Dört bölüme ayırdığımız çalışmanın ilk bölümünde romanın doğuşu ile ilk örneklerini, Aydınlanma Yüzyılı başlığını taşıyan ikinci bölümde romanın evrimini ele alıyoruz; üçüncü bölüm romanın en etkili edebiyat türü haline geldiği 19. yüzyıla ait örnekleri içeriyor. Dördüncü bölümde 20. yüzyıl ile son dönem romanlarından seçtiklerimizi farklı karşılaştırma gereçleriyle birlikte işliyoruz.

Mehmet Emin Özcan

Ankara Üniversitesi, Dil ve Tarih-Coğrafya Fakültesi, Fransız Dili ve Edebiyatı Anabilim Dalı öğretim üyesi. Fransız Edebiyatı, karşılaştırmalı edebiyat, kültür tarihi, Türk edebiyatı alanlarında çalışmaları bulunmaktadır. Jean-Paul Sartre, Melih Cevdet Anday, Milan Kundera, Victor Hugo, Jean Echenoz, Emile Zola, Michel Tournier, Amin Maalouf, Rabelais, François Villon, Charles Baudelaire, Orhan Pamuk, Robert Musil, Jean-Philippe Toussaint, Michel de Ghelderode, Jean Cocteau, Blaise Cendrars, Gérard de Nerval, Jean Starobinski, Nathalie Sarraute gibi yazarlarla şairlerin yapıtlarına ilişkin yazıları çeşitli dergilerde yayımlanmıştır.
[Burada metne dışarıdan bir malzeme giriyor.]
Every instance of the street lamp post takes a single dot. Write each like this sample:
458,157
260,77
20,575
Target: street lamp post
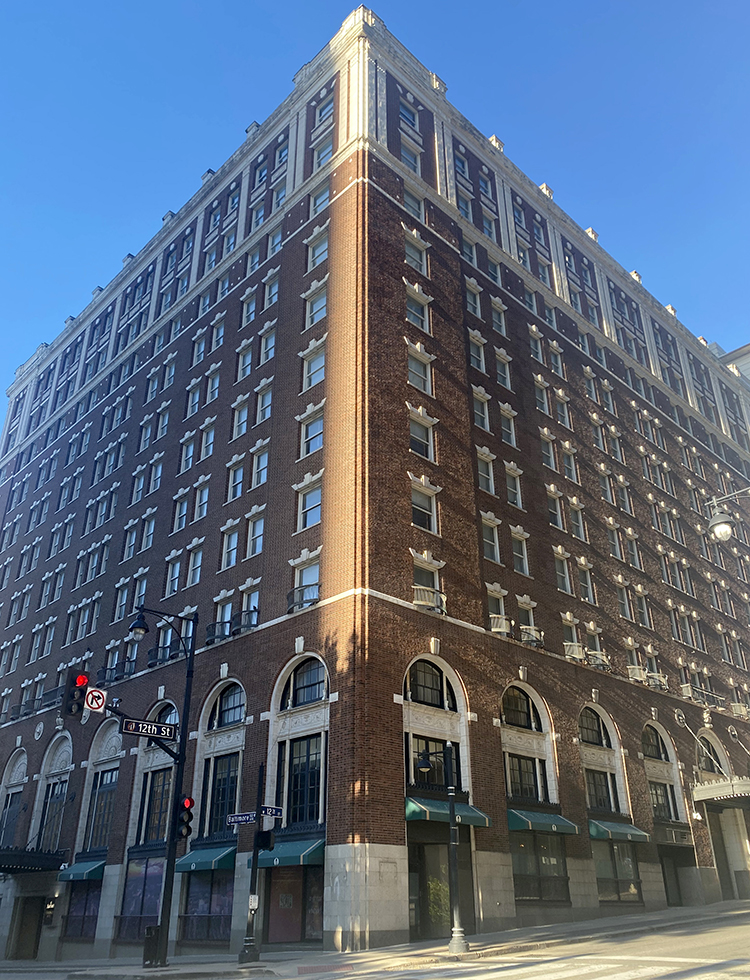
140,627
457,943
722,523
Ayrıca Balzac, Mircea Eliade, François Hartog, Marcel Gauchet, Philippe Borgeaud, Hugo Pratt, Marguerite Duras, Pierre Boulle, Pierre Nora, Jean-Marie Guéhenno, Jean-Pierre Vernant, Jean Bottéro, Jean Echenoz’un yapıtlarını dilimize kazandırmıştır.